My son was fortunate to finally draw an antelope tag in our area after a 12 year wait . He spent 3 days before the season combing the zone for a decent buck and was quite disappointed at the scarcity of animals but we set out to find one anyway . The first day brought a sighting of only a couple dozen and a few small bucks , a weird looking one that he contemplated taking but I talked him out of it .

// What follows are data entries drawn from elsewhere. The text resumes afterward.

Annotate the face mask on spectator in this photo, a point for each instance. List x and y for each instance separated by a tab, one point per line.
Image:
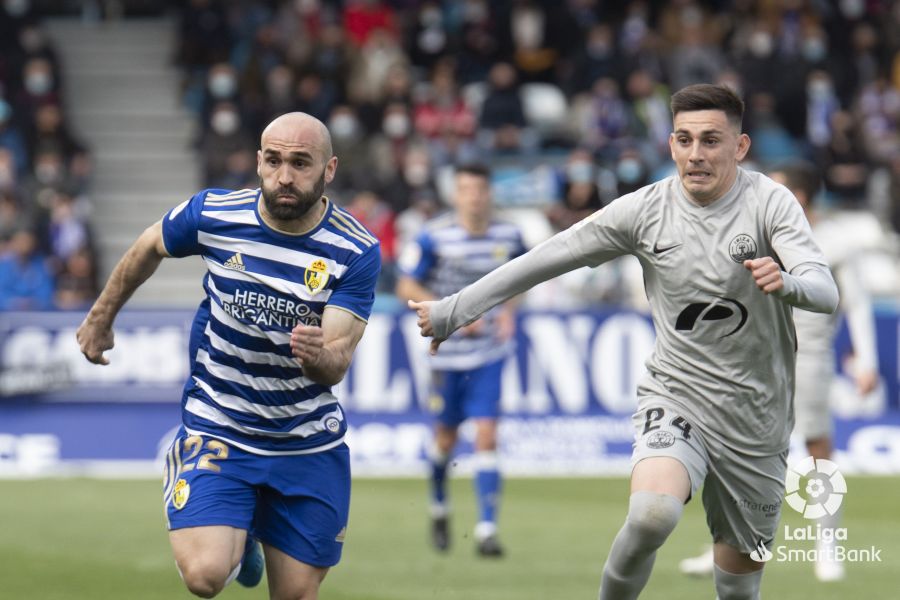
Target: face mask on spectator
580	172
818	89
225	122
430	17
47	173
814	49
853	9
344	126
475	11
761	44
7	176
39	83
16	8
5	112
416	174
629	170
396	126
222	85
31	39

Second day dawned very foggy and overnight he'd decided to take the weird ,damaged one . We went to find him and as luck would have it we couldnt' . So back to work here on the farm until mid afternoon when , with work completed he was again determined to shoot '" Mr. Ugly " . Asked him to wait one more day , only a 6 day season , and I would drive him around to look for something better . He said he would hold if and take one more look with me . As luck would have it we drove to an area that has always been good to us in the past and we found a good buck on his way to bed up . He crested a hill and then was out of sight , out of sight from all roads . If we had been 10 seconds later w would not have found him . Dropped off my son with a a favourable wind in his face and he commenced a half mile stalk , followed it up with a 200 yard bellycrawl and then finished with a 200 yd broadside shot . The look on this young mans face when he walked up to his prize was priceless and ge thanked me many times for not letting him slay the split horned goat .


----------



## youngdon (Mar 10, 2010)

Nice pronghorn C2C, Congrats to you and your son.


----------



## hassell (Feb 9, 2010)

Congrats. to you both, he is fortunate to have a great mentor.


----------



## Mark Steinmann (Jan 28, 2014)

Very nice, congrats to you both on a great time & animal!

Mark

Sent from my SM-G935V using Tapatalk


----------



## prairiewolf (Feb 19, 2012)

Very nice buck !! Congrats to you and your son.


----------



## kiyote (Jun 15, 2014)

congrats


----------



## glenway (Mar 27, 2011)

Heck yeah! Looks like that shot really anchored the pronghorn in its tracks. A good one to remember, for sure.


----------



## C2C (Mar 17, 2012)

Thanx for the comments guys , it was a treat to watch my son take this animal . Cover was sparse to say the least an this 6"3" kid of mine did his best to become a snake to get within range . We've gotten into videoing some our hunts but there was no way that 2 of us could pull it off so I sat back and watched from a mile and a half thru the spotting scope.


----------